For households, the high-income bracket had somewhat lower taxes on property, compared to past administrations.

President Park’s dovish taxation stance has caused shortage in state tax revenue, which has paradoxically clashed with her commitment three years ago to expand public welfare.

Free child care and kindergarten education for those aged 3-5 was one of her campaign pledges during the 2012 presidential race.

But the lack of funding has triggered a standoff between the central government and regional education offices over financing the program, thanks to an ambiguous law.

The state-initiated Nuri Curriculum is a universal child care service. An ordinance on childhood education revised in 2012 mandates local governments nationwide to fund the Nuri program.

But the current law stipulates that child care centers are classified as nurseries, which come under the purview of the Ministry of Health and Welfare. As a result, while the ordinance says regional education offices are obliged to pay for the child care programs, the law does not mandate it.

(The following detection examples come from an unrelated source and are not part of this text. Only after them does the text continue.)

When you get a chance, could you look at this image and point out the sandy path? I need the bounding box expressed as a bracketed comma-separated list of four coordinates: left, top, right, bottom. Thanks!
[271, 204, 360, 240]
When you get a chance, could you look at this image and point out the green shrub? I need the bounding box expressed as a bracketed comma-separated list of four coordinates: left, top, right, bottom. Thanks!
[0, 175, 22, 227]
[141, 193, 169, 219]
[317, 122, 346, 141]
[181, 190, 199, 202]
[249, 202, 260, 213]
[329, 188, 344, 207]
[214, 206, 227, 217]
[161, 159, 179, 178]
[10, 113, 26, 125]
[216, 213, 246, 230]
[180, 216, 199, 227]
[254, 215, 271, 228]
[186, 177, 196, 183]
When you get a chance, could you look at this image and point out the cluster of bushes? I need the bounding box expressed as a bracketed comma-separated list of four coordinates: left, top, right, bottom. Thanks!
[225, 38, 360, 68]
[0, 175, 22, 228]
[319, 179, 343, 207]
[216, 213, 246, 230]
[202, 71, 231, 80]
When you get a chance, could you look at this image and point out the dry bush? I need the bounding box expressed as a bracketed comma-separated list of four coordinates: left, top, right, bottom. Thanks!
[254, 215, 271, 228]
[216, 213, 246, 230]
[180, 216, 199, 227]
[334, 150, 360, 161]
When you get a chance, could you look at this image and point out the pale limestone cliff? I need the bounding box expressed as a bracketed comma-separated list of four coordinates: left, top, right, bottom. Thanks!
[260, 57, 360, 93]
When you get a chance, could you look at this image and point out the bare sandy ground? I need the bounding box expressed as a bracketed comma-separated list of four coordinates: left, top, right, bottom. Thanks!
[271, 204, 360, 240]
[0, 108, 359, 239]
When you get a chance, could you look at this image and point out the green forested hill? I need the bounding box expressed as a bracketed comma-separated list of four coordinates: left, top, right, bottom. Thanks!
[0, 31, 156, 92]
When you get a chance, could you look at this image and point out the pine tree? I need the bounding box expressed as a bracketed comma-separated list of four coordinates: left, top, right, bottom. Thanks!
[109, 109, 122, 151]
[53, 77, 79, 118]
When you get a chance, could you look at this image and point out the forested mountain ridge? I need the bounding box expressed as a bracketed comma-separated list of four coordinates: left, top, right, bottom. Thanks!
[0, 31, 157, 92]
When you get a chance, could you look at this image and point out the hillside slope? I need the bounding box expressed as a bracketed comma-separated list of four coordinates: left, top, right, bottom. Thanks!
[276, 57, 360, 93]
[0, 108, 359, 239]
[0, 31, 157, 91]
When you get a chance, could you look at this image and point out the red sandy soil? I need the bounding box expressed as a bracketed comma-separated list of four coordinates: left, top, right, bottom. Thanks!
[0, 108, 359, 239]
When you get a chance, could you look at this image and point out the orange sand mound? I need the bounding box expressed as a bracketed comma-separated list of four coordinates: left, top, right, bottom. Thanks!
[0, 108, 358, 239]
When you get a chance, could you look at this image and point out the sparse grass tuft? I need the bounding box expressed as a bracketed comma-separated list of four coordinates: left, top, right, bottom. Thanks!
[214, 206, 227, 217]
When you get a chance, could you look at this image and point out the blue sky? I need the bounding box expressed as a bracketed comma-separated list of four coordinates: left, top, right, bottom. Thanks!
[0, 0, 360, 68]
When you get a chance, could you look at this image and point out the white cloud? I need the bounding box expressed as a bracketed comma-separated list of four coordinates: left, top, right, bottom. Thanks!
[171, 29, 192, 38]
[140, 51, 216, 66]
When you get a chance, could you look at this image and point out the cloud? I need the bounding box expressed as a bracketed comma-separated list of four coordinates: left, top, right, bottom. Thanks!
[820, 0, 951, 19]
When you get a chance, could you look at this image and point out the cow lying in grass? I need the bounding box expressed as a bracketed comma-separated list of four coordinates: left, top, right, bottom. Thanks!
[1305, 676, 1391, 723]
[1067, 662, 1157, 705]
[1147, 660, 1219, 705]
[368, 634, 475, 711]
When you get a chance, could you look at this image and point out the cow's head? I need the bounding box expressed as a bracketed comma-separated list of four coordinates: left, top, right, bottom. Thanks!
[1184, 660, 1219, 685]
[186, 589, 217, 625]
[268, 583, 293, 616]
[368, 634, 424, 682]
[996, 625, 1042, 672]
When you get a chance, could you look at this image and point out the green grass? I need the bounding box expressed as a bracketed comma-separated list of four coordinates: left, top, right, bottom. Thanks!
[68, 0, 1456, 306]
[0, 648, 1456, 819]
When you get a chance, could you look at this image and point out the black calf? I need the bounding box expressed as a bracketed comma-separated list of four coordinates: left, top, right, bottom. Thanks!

The central government and local education offices are seeking to offload the responsibility onto each other, leading to a war of words among political parties ahead of the April 13 general election.

Seven education offices — Seoul, Gwangju, Sejong, South and North Jeolla provinces, Gangwon Province and Gyeonggi Province — have yet to pledge full financial coverage of the subsidy program.

The central government claimed that the money for the Nuri program should come from the 41.2 trillion won ($34.6 billion) budget already allocated for the country’s 17 city and provincial education offices in 2016, marking a 1.8 trillion won increase from the year before. Officials also stressed that a plan to inject an additional 300 billion won was passed by the National Assembly.

But an official from a provincial superintendent said the 1.8 trillion won budget increase was “not even enough to cover the increase in payroll” of education workers.

Park has continued to reaffirm her position on the tax issue. She compared imposing a tax that does not help revitalize the economy to building a castle on sand.

However, her initiative of “welfare without tax hikes” has involved a repeated overestimation of tax revenues each year to match the increase in spending.

In the five-year state fiscal spending management plan announced in 2012, the administration expected to collect 1.29 quadrillion won during Park’s presidency, with an 8 percent rise every year.

But it cut the estimated tax revenue to 1.19 quadrillion won in 2013. Then, it further slashed the figure to 1.12 quadrillion won in 2014.